The creepy-crawlies are, as he points out, a yummy accompaniment to his meal of rice, beef and bamboo shoot curry, cow brain wrapped in leaf and cooked in embers, and a slab of pork lard. On another occasion, he shows hornet stings all over his body before the camera pans to two platefuls of hornet larvae and giant wood worms that he relishes with rice.
Bear Grylls’s Man vs Wild may be more his aspirational identity than Bourdain, but Alo often evokes the unaffected philosophical spirit of one of the world’s most adored travellers with his approach to his travels through the jungles, hills and rivers of his native Nagaland.
“When I go to the jungle, I must be happy,” he says in an interview on a vlog called My Dad’s Office. “When I was young, my father would take me hunting and say, ‘You can eat these things, and you can’t eat those. Those learnings have stayed with me.”
While he goes about surviving on whatever’s available, Alo is conscious and respectful of his viewers’ sensibilities. He mentions that many people don’t eat beef for religious and other reasons, while being a Christian allows him to “eat everything”.
With over 1.2 lakh subscribers at last count, The Roving Naga is blazing a trail for vloggers from the region.
YouTube abounds with similar accounts of camping, hunting, cooking and eating in the back of beyond somewhere in the NorthEast. Some are in the genre of mukbang, an online fad with origins in South Korea that involves the vlog host digging into food of all kinds — and in large quantities — while staring into the camera from up close.
There are also silent, Japanese-style vlogs like Asha Cooks and Camp, which currently has 35k subscribers. Not for her the drama of survival in the wild or hunting for the weirdest things to eat as The Roving Naga does. Neither does she speak a word. Instead, what the viewer gets is a riveting audiovisual symphony of nature and its sounds as the young woman quietly goes about rustling up a rustic meal.
Sometimes, it’s fried grasshopper, pork curry and roasted maize.
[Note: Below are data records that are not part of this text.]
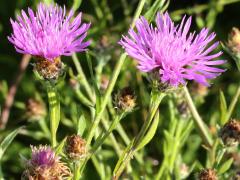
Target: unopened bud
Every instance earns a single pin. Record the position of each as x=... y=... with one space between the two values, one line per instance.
x=125 y=100
x=35 y=109
x=76 y=148
x=230 y=133
x=207 y=174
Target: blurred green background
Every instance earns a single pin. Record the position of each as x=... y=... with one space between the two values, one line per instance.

If the mood suits her, she would be a tad more adventurous with her choices, such as pork with snail and mushroom.
Toni Ventures, who calls himself a “solo rural lifestyle vlogger” from Arunachal Pradesh, has gathered 75.2k subscribers with his rough-hewn video tales of catching a giant eel after a month of trying, finding a rare wild fruit, hunting mountain crabs, or even building what he calls “a traditional pig hut”.
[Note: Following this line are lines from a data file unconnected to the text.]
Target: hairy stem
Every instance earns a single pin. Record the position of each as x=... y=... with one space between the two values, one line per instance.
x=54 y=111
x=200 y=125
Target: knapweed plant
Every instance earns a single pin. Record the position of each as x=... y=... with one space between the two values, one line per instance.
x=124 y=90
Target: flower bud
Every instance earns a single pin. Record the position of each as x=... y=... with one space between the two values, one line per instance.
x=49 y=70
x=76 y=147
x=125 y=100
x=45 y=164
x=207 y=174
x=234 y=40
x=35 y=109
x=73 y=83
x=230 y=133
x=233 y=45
“I don’t go out of my way to do anything different. My vlogs represent how I grew up in a village surrounded by jungles,” Toni says during a Q&A with his subscribers.
The Mom’s Vlog, a channel featuring a mother of five from Nagaland, continues the trend of documenting ethnic lifestyles without pretence. With 60.2k subscribers, her everyday stories have an audience that finds its engaging enough to return every time she posts a new video.
Her most recent vlog details “how a village mother handles 5 kids”. The lady talks of being so tired of handling everything, yet having to drag herself to the kheti (farm) that she hasn’t tended to in days. It’s as if she’s having a conversation with herself. But the comments below suggest everyone is part of her journey. The power of projection.
In Meghalaya, Russian Marina-Kyntiew Kbani documents life and learnings with her Khasi husband and in-laws through the lens of a foreigner. The content varies from “Khasi mother scolded jobless son” to “1st time feeding pigs – Life in an Indian village”. Marina’s 164 videos have already fetched her 230k subscribers.
People in many parts of India may still be asking questions like “Can you see China from Kohima?” or “Is Assam hilly?”, but vloggers from the many-splendoured NorthEast are changing perceptions, one video at a time.